Molly K. Lange, Special for The Republic | azcentral.com 11:12 a.m. MST April 14, 2014
Scottsdale may not have a convention center, but the city is using its roster of resorts and hotels to grow its travel and meeting business.
Megan Doyle, community-affairs coordinator for the Scottsdale Convention & Visitors Bureau, said event bookings generated during the first half of her organization’s current fiscal year were 18 percent higher than in the same period a year ago.
“We hope to see continued growth as we move forward from the recession,” Doyle said.
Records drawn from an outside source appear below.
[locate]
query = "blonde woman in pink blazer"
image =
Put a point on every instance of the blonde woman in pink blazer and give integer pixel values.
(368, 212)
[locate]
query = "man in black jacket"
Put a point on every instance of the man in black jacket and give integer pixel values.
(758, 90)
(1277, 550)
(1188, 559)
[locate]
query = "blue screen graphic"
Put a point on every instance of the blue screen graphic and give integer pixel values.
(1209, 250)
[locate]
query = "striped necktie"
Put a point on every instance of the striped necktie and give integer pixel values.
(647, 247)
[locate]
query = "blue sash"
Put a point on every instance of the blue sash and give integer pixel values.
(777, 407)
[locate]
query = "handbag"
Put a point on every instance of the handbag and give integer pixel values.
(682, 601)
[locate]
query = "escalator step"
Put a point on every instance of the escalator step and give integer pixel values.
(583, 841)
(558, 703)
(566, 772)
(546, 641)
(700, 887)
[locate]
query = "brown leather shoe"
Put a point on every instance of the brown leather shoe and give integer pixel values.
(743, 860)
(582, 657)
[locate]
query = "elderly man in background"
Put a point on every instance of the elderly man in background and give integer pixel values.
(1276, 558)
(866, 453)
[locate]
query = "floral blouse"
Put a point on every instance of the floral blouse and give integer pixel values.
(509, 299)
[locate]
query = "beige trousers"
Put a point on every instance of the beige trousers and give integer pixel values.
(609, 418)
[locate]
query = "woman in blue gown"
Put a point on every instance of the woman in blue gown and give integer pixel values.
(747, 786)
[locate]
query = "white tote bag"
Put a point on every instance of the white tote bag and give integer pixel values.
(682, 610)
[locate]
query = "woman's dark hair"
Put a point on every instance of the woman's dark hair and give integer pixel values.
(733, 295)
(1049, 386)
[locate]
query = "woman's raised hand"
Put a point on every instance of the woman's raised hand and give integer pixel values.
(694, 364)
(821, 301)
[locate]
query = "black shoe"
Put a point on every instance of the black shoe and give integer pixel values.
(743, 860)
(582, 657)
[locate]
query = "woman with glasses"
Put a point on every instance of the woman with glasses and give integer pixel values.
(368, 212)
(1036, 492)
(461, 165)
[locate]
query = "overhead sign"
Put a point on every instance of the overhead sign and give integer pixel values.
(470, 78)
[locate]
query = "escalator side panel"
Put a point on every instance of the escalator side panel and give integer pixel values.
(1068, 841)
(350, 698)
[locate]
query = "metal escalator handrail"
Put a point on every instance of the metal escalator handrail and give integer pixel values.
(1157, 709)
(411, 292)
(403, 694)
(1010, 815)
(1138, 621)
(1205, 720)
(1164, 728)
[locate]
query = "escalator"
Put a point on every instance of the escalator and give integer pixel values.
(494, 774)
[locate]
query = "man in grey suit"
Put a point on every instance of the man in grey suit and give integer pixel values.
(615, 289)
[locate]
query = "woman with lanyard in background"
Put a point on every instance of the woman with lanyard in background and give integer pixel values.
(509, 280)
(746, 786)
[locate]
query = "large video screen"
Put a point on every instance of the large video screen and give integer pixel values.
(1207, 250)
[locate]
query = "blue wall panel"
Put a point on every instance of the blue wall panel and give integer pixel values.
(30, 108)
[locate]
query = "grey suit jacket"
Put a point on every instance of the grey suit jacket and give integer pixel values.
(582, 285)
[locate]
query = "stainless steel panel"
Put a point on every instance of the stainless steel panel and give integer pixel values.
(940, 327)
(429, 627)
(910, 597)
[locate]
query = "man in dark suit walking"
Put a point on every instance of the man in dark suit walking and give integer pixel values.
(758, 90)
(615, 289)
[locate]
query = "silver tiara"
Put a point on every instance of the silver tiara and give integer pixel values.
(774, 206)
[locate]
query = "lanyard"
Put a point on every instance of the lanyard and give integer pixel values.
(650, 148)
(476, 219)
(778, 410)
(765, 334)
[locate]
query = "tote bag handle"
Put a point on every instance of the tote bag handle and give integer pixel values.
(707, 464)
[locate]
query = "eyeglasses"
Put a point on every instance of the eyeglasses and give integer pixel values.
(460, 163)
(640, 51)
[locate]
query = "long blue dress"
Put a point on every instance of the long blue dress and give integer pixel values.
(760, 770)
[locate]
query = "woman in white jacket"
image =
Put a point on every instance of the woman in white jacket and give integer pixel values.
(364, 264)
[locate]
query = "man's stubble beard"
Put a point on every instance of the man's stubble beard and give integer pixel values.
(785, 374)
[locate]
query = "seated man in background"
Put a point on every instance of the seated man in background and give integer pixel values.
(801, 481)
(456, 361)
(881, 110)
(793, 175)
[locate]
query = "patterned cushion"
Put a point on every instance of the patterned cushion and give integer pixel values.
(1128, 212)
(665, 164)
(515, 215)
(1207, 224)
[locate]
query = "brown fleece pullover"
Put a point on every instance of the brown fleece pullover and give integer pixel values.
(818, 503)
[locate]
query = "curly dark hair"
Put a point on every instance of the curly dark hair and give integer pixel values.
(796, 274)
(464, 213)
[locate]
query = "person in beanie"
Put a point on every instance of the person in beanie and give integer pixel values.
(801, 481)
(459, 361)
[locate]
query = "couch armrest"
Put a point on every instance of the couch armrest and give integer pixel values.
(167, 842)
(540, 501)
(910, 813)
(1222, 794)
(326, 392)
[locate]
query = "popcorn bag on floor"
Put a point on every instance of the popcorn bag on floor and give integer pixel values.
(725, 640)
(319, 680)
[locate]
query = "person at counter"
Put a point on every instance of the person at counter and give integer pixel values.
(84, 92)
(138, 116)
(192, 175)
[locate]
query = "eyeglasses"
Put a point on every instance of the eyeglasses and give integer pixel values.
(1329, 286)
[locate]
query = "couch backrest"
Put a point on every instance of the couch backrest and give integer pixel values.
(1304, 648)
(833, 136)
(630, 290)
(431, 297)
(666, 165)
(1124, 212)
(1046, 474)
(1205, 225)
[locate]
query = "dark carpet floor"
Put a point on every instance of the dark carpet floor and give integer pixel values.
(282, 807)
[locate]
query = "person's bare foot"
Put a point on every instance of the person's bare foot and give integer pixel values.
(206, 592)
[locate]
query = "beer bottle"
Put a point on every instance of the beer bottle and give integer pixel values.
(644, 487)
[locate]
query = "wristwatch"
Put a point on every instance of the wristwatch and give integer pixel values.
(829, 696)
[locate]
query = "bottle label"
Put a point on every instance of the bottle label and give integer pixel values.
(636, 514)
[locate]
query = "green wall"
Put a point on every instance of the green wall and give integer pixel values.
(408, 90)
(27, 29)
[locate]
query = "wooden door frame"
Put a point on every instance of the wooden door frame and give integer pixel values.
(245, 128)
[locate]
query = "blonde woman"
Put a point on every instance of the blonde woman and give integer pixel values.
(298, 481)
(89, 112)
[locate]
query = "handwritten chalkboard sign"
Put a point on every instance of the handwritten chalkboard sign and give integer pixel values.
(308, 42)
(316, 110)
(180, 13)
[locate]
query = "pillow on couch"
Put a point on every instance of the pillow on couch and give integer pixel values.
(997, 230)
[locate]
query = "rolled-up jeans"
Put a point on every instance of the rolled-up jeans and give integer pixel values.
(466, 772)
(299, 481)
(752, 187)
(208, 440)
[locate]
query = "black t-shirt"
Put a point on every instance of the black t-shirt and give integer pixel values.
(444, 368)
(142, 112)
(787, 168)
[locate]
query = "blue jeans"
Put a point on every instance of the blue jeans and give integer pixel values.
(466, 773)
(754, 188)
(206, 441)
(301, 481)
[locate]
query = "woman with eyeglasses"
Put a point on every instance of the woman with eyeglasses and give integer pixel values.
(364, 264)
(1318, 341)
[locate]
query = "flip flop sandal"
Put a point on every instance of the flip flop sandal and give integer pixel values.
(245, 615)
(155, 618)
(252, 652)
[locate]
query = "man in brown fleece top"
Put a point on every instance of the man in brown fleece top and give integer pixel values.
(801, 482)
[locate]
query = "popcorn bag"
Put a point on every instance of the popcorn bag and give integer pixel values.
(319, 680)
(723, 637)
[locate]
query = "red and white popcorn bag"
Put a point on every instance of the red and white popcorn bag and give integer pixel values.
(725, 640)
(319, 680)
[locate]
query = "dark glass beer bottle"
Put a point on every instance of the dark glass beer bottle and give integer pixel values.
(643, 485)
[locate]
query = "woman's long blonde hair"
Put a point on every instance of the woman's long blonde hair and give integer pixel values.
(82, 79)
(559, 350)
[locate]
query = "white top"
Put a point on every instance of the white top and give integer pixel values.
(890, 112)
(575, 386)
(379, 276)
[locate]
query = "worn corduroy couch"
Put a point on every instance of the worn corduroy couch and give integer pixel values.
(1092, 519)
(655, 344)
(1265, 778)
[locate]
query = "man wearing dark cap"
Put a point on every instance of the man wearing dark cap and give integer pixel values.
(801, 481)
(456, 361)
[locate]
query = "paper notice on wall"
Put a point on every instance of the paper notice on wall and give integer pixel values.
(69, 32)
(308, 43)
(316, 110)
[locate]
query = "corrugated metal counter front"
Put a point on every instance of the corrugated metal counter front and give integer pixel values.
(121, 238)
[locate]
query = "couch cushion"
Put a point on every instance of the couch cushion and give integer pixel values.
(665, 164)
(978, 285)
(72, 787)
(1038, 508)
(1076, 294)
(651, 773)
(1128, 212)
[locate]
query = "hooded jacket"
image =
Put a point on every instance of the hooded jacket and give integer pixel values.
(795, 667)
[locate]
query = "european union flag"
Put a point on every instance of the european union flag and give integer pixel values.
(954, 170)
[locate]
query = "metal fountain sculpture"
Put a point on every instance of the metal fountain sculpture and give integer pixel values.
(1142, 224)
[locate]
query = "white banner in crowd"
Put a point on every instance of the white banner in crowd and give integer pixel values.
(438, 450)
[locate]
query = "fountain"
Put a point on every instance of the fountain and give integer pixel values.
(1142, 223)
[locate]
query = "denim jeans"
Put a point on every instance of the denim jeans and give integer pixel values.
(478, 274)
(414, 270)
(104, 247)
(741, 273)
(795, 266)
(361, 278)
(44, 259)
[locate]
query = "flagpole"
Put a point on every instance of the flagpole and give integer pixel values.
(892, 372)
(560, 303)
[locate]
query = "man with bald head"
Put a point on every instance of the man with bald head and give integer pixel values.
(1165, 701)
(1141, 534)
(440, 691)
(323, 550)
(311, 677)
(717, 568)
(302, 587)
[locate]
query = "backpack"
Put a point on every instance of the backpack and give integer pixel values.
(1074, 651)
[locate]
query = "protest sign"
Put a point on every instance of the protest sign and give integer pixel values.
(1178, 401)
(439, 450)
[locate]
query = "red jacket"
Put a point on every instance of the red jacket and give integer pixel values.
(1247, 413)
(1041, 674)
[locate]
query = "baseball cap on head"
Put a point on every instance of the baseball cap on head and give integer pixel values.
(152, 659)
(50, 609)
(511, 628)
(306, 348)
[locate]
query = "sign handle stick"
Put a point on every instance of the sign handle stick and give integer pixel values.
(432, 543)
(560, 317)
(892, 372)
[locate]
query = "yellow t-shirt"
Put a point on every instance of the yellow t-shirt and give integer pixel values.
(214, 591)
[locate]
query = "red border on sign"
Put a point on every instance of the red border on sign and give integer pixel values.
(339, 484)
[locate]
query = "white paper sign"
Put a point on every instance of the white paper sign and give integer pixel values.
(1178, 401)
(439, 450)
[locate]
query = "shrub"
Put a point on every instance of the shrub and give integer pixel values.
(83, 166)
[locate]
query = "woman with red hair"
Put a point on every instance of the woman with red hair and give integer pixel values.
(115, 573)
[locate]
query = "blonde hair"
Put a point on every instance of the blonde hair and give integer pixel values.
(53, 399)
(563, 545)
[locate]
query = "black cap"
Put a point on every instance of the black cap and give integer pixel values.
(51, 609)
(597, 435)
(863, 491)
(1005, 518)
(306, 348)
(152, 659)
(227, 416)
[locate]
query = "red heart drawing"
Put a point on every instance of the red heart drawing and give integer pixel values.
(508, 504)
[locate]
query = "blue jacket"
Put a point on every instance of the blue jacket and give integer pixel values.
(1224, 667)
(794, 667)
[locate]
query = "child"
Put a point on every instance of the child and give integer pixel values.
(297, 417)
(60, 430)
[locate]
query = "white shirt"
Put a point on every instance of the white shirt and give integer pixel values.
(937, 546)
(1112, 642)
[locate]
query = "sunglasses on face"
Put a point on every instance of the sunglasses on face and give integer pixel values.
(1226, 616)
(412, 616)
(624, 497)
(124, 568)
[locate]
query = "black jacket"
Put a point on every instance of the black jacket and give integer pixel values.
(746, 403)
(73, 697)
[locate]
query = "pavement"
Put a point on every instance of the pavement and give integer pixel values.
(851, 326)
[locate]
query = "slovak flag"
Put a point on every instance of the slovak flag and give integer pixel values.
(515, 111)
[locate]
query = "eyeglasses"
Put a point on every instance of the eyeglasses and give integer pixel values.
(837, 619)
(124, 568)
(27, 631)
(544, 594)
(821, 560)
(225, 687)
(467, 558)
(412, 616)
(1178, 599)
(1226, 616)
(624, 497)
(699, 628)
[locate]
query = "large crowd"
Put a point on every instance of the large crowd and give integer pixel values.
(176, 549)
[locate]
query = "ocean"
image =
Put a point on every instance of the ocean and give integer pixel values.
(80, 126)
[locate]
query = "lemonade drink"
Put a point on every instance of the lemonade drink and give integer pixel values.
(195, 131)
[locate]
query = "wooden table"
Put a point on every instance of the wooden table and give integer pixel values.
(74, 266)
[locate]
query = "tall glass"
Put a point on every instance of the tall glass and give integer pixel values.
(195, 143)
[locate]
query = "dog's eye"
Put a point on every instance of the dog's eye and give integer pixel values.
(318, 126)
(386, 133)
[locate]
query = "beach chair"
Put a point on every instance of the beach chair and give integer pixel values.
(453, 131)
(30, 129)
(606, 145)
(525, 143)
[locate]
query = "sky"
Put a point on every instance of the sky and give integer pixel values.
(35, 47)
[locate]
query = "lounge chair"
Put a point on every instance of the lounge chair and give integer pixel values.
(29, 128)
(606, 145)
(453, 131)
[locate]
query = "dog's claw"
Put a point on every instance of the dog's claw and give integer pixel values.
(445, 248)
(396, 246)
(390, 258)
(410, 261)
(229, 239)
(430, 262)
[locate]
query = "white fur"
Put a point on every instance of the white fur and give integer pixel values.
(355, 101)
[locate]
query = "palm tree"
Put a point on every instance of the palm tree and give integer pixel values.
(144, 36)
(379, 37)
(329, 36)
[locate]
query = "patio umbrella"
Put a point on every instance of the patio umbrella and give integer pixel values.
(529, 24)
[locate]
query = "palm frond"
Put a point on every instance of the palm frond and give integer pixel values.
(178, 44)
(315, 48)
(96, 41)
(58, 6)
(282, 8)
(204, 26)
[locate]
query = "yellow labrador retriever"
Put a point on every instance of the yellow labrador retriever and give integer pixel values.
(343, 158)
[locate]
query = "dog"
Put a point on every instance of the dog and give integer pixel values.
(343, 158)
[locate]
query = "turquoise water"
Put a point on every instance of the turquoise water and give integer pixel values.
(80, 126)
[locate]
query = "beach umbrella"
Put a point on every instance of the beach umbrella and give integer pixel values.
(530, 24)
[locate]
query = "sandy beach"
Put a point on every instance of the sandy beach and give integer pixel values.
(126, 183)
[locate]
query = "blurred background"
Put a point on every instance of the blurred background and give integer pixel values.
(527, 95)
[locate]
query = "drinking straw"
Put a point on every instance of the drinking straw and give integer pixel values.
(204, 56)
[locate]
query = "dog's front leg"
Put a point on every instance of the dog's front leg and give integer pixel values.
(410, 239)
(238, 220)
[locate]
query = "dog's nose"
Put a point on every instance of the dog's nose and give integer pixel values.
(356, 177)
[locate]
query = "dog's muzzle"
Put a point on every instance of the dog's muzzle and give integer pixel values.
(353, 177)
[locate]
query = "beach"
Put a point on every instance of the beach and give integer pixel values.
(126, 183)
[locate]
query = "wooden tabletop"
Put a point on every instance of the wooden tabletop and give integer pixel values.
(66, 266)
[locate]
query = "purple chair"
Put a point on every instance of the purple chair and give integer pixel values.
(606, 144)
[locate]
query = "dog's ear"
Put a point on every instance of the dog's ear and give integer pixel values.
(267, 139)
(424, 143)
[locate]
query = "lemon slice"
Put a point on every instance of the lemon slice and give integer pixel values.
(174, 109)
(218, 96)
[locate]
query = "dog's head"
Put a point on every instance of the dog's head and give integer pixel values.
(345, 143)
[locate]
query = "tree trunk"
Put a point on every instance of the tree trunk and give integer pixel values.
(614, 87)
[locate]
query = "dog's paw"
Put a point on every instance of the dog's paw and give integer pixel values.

Because the city doesn’t have a convention center and has no immediate plans to build one, Scottsdale markets itself to conventions and travelers differently than Phoenix does. Phoenix’s convention center, which underwent a major expansion that wrapped up in 2008, offers 900,000 square feet of meeting and exhibition space.
In Scottsdale, much of the convention and meeting activity takes place at local resorts that operate their own conference centers.
During the 2012-13 fiscal year, the Scottsdale Convention & Visitors Bureau helped book 433 meetings at area hotels and resorts.
“Many additional events also were booked directly by our properties,” said Rachel Pearson, vice president of community and government affairs at the Scottsdale Convention & Visitors Bureau.
The bulk of Scottsdale’s meeting-room business comes from corporate meetings, which account for 60 percent of the business. Associations represent 30 percent of the market, and niche meetings account for the final 10 percent. Roughly 34 percent of Scottsdale’s corporate business is from companies that have not previously used the city as a meeting location.
During the 2012-13 fiscal year, meetings booked in Scottsdale had an economic impact of $74.6 million, Doyle said. During the previous year, such meetings had an impact of $70.9 million. The overall economic impact of all visitors to Scottsdale, including those traveling for conventions and meetings and those on vacation, is $171 million annually.
“The CVB wants to bring in as much money as possible within their community and wants as little of that to flow into the neighboring communities,” said Henry Harteveldt, an airline, hotel and travel analyst with Hudson Crossing.
“They generate a nice amount of money, but it’s nothing compared to the economic impact of Vegas, Chicago, Orlando. It wouldn’t justify the cost of building a convention center,” Harteveldt said of the Scottsdale market.